There are different forms of mixing. One would be batch mixing. Simply, the materials or ingredients are placed inside the mixer and get blended at a particular amount of time until they are completely mixed with one another. Next would be the continuous mixing. Materials are added over and over as the aqueous substance gets rapidly stirred unabatingly. Others would involve dissimilar methods.
Types of Industrial Mixers

Apparently, one type of mixer will not be able to accommodate the different raw materials and ingredients. These things possess diverse attributes and characteristics that demand an appropriate manner of processing. Innovators have built equipment that specializes in homogenization, some have made a mixer that is a perfect fit for dispersion or particle size reduction. In other words, some features in one agitator may not be present on the other. That’s how they work.
Let us now dig deeper. What are the different types of industrial mixers?
Being informed about this will help you decide which mixer will work best on your application and which will not. If you’re ready, read on!
1. Convective Mixers
Convective blenders function at a short mixing period. Some industries prefer this type because it works much faster than the others. But the thing is, it is less practical for diffusive operations. Physically, they are firm, resolute shelves with an impeller – a tool that rotates at a speed rate – such as paddle, plow or ribbon.

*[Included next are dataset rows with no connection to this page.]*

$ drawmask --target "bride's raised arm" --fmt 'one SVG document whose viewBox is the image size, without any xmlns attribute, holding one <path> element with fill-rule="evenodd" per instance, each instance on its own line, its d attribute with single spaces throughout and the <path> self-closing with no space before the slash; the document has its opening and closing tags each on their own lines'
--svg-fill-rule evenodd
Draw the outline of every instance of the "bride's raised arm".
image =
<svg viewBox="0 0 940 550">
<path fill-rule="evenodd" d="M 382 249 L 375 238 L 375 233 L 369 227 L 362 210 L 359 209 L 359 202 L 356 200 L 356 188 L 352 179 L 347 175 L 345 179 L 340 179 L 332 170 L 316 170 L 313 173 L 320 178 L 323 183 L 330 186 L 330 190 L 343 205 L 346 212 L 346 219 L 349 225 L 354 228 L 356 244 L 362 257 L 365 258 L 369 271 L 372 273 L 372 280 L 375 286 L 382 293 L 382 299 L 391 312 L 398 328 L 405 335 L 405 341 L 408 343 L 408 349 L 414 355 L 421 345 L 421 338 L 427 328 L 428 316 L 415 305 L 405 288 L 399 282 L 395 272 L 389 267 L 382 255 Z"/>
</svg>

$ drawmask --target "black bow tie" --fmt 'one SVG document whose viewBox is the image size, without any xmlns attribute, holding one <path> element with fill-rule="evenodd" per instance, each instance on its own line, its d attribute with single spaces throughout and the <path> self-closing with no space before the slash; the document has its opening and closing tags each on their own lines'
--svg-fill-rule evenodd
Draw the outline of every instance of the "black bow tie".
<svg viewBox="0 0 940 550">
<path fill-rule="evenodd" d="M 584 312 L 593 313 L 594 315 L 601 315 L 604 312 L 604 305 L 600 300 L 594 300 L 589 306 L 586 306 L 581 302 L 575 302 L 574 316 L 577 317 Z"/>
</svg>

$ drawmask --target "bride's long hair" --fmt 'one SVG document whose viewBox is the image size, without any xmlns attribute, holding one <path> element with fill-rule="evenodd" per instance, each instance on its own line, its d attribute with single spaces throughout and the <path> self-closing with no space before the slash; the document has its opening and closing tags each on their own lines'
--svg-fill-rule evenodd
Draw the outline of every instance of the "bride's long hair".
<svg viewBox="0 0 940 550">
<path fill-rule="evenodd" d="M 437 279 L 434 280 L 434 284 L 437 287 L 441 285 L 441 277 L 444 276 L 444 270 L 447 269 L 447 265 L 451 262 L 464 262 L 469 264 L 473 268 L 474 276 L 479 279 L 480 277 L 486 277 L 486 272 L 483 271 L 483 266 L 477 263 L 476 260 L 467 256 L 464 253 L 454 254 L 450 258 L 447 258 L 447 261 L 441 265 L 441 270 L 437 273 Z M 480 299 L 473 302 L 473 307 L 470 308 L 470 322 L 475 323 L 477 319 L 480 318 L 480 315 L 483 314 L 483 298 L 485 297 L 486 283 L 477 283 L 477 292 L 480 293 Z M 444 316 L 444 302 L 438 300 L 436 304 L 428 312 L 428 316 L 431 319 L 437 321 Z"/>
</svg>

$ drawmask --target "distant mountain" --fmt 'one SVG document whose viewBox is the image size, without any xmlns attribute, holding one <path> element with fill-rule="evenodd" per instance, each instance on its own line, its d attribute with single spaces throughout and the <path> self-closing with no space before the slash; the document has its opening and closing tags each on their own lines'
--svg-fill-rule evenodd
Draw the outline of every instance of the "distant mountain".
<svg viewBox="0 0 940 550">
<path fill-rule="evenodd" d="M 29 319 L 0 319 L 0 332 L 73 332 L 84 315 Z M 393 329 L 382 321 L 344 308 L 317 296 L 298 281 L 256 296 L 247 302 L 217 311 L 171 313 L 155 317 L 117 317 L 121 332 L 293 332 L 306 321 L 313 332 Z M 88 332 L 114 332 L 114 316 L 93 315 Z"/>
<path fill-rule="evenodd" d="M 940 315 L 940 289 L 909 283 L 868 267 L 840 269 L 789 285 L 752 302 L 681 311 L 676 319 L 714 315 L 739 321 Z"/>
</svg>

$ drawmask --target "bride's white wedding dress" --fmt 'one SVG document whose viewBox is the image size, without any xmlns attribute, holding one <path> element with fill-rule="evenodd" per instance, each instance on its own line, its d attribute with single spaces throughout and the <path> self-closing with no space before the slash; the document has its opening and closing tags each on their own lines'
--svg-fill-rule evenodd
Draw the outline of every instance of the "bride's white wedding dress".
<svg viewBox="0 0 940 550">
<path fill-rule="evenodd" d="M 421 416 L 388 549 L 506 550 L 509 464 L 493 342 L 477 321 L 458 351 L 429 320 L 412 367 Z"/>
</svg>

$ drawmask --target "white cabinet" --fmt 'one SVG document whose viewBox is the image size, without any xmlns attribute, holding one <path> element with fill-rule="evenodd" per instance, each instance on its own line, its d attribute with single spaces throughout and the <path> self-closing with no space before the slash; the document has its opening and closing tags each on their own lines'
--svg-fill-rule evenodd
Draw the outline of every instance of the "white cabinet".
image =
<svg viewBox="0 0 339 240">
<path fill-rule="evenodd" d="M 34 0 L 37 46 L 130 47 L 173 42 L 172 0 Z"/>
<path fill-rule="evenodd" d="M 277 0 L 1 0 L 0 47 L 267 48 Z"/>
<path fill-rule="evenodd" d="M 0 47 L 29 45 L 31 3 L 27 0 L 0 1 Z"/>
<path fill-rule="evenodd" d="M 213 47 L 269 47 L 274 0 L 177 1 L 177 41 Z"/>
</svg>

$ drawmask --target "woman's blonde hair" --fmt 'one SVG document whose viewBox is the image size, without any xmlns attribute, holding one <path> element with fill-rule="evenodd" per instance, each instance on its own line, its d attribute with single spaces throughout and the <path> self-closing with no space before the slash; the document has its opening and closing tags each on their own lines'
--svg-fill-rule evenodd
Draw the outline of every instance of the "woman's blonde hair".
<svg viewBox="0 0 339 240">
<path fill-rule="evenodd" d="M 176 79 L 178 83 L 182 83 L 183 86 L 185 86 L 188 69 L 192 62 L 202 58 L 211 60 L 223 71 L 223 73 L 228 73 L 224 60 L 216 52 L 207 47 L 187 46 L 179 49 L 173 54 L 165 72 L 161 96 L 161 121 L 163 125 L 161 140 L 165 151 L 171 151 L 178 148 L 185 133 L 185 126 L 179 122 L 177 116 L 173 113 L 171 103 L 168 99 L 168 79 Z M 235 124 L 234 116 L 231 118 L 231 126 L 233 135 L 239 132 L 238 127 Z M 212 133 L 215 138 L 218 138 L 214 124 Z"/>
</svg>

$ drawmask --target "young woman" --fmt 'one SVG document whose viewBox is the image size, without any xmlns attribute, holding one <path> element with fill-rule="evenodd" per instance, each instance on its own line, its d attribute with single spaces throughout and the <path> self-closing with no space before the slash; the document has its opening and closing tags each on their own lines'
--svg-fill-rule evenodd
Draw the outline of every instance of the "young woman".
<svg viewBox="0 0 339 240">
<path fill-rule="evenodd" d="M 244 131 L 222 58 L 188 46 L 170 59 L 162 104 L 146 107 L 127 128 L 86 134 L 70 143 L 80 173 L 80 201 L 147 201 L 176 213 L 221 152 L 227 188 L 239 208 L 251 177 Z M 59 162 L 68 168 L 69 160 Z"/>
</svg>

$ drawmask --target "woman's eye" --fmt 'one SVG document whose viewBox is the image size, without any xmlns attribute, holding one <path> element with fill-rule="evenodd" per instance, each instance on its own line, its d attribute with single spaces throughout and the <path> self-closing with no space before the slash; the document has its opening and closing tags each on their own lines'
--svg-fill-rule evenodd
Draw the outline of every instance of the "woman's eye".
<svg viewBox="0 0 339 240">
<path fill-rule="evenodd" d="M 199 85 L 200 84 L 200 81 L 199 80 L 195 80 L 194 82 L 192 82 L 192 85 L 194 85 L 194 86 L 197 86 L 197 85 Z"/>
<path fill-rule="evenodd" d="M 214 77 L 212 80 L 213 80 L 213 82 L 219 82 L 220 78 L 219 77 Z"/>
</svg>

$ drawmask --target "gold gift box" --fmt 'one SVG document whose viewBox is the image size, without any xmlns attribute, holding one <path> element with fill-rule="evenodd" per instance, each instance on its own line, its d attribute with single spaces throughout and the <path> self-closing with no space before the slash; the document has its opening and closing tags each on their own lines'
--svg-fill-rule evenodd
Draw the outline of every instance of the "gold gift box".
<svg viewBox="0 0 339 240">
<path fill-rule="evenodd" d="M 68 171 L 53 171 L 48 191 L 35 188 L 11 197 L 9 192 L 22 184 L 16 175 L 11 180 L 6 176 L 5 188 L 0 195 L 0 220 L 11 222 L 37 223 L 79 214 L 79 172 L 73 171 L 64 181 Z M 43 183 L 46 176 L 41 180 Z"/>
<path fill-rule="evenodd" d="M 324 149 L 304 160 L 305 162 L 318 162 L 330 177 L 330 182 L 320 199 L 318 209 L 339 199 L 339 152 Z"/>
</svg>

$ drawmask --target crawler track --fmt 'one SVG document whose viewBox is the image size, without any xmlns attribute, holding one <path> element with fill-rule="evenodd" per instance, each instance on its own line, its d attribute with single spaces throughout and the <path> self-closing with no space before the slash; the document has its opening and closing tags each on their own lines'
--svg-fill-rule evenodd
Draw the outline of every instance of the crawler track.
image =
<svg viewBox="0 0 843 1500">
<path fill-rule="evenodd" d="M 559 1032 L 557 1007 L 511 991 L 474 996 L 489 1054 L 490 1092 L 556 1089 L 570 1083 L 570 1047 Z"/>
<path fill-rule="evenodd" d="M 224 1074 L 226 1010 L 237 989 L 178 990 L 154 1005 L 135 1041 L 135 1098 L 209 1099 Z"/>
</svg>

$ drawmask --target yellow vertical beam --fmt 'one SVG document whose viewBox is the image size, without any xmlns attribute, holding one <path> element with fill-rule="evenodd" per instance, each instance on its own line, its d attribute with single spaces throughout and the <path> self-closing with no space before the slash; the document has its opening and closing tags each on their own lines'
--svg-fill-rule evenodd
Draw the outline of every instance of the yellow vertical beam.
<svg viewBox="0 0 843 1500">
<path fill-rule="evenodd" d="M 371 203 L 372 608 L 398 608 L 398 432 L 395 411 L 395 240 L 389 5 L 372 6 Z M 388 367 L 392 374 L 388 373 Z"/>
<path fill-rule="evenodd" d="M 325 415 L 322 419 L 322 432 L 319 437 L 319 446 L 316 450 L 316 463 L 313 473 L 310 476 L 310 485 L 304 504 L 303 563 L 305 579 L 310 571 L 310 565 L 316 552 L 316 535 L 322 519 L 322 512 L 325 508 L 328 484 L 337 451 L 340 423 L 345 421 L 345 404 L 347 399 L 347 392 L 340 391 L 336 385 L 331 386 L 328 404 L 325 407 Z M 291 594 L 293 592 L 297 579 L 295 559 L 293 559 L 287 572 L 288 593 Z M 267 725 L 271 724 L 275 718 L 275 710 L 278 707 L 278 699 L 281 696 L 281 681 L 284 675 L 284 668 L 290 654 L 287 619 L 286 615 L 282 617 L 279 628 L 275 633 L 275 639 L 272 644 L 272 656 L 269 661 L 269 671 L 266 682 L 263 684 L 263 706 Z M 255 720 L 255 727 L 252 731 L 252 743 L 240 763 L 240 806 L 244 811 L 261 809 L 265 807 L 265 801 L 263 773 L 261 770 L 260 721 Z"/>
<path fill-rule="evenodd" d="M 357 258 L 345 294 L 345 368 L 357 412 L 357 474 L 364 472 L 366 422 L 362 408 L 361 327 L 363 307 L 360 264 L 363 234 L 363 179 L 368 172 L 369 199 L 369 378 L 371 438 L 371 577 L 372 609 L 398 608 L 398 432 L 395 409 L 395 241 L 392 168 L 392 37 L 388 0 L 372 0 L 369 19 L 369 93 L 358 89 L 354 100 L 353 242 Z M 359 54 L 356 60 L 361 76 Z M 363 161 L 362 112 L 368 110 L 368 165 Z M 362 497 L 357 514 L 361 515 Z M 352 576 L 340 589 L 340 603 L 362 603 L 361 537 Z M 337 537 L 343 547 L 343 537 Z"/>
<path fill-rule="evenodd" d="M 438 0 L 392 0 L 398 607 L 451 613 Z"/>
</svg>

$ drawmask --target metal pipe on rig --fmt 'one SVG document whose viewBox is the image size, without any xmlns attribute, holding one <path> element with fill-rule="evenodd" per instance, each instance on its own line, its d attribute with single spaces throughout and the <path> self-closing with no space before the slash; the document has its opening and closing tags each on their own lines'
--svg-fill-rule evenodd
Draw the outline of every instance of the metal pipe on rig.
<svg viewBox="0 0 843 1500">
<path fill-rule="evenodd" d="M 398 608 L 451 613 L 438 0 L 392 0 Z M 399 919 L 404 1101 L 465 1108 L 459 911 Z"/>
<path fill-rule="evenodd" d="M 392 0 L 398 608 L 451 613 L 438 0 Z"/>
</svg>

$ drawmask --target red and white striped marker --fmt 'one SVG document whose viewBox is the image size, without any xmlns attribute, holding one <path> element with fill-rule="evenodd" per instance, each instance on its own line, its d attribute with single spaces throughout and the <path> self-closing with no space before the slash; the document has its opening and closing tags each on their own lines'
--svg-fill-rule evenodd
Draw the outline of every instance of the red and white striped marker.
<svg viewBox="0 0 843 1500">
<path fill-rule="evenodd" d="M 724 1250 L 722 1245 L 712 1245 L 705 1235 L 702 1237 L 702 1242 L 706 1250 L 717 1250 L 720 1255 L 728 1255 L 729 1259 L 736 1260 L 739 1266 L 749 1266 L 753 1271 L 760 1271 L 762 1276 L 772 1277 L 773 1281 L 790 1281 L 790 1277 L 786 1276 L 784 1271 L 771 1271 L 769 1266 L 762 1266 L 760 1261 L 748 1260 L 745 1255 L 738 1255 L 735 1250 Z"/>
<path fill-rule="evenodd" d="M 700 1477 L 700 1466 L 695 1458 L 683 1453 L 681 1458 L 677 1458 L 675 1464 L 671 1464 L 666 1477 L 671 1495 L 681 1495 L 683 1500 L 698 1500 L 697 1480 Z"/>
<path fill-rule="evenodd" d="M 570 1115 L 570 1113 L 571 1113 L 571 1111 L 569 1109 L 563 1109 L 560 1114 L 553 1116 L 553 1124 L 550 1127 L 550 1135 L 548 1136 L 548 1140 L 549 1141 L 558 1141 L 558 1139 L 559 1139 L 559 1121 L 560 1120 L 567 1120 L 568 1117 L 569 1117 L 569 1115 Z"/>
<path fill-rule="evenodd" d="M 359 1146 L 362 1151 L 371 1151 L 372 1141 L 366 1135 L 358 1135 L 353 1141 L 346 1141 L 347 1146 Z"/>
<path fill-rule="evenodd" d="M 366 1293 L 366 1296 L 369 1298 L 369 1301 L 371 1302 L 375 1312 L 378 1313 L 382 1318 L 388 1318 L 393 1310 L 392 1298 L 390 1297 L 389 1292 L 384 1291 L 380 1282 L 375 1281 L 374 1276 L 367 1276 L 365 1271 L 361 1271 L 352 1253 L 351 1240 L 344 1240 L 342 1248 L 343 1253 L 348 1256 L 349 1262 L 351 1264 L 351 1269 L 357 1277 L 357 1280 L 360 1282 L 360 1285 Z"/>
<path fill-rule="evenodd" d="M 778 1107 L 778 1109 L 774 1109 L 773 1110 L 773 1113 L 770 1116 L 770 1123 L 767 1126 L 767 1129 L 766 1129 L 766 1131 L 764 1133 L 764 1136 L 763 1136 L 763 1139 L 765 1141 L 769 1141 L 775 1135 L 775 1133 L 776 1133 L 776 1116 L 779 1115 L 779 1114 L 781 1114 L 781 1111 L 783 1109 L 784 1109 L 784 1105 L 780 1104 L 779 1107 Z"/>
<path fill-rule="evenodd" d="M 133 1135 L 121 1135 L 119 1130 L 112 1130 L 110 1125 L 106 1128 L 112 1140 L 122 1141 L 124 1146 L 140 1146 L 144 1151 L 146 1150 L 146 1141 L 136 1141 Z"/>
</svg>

Mixers that classify under this category are ribbon blenders, paddle blenders, and vertical screw blenders – via movement, they transmit heat.
2. Tumbler Mixers
Examples of tumbler mixers are v-shape blender, double-cone blender, and slant blender. They utilize air in mixing or blending, upstream or downstream. Tumbler mixers help in filling, mixing, sealing and storing materials inside the tank so that cross-contamination and double-handling of the products would be prevented.
3. Fluidization Mixers
The process of mechanical fluidization involves particle division and perturbation through impingement. A rotating element is used to cause turbulence and rapid churning among the materials within the tank. They move through the solids as if they were hydrous substance. Items include plow and double-paddle mixers.
Fluidization blenders are also used for wet and dry mixing, slurry mixing, and even high viscosity liquid mixing.